Ähnlich wie Panarin erging es Joe Pavelski. Seit seinem Draft durch die San Jose Sharks im Jahr 2003 trug Pavelski immer das blaugrüne Trikot der Sharks mit der Rückennummer 8. Nach 963 NHL-Matches wechselt Pavelski nicht nur Farbe und Logo des Jersey, sondern mit der Trikotnummer auch das ultimative Erkennungszeichen. Bei den Dallas Stars, dem neuen Team des Angreifers, ist die 8 mit Bill Goldsworthy verbunden und wird nicht mehr vergeben. 

Goldsworthy wurde noch durch die Minnesota North Stars geehrt, ehe diese durch einen Umzug zu den Dallas Stars wurden. Pavelski wechselt auf die doppelte 8, also die Nummer 16, so bleibt Pavelski mit der 8 zumindest vorerst ein Sharks-Unikat. Der zweite hochkarätige Neuzugang der Stars, Corey Perry, musste sich nicht mit den Problemen von Pavelski auseinandersetzen und kann seine gewohnte Rückennummer 10 behalten.

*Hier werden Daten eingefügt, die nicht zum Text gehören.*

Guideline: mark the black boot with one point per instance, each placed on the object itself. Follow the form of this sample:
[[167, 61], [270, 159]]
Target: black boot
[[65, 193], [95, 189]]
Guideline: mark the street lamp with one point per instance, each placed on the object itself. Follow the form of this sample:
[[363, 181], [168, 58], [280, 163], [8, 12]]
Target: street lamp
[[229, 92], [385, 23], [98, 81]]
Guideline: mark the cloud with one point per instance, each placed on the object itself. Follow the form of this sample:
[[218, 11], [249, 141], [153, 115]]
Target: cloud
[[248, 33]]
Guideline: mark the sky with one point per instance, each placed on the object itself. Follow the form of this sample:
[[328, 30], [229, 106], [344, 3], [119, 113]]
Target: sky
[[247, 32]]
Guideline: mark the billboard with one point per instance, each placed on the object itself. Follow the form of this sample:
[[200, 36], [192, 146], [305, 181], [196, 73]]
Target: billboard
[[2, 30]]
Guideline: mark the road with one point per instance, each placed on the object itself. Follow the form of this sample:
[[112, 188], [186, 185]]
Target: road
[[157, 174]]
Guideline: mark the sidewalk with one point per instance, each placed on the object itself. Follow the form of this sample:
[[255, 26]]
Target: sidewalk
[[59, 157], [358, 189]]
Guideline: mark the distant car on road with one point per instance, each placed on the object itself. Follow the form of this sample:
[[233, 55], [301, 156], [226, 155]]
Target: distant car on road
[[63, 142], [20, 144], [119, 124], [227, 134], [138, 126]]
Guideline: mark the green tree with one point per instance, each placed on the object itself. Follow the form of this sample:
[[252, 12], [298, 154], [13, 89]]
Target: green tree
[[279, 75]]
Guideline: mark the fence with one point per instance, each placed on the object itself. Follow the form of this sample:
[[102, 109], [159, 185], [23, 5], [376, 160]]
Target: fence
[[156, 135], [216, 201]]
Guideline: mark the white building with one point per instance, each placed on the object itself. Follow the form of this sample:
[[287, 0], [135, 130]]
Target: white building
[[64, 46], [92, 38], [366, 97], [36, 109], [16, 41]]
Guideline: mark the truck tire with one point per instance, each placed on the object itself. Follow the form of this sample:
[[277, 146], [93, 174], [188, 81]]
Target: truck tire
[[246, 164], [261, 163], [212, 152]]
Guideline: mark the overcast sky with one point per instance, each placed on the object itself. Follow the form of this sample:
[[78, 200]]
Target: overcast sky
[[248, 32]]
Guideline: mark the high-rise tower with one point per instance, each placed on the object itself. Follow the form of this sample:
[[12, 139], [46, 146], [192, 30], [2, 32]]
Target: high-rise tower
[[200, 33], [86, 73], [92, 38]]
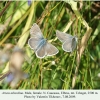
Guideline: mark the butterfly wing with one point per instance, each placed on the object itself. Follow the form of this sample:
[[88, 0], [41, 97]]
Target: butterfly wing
[[74, 43], [46, 49], [63, 36], [34, 43], [50, 49], [35, 31]]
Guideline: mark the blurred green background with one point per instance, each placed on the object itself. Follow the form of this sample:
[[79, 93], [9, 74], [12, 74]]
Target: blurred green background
[[54, 72]]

Die in Trades zu neuen Teams geschickten P.K. Subban (76), Wayne Simmonds (17) und Domik Kahun (24) können ohne weitere Tauschgeschäfte ihre angestammten Rückennummern bei ihren neuen Mannschaften behalten. Damit sehen wir zur neuen Saison Subban in einem New Jersey Devils Trikot mit der Nummer 76, Simmonds wird bei den Devils die 17 tragen und Kahun freut sich auf ein Trikot der Pittsburgh Penguins mit der 24.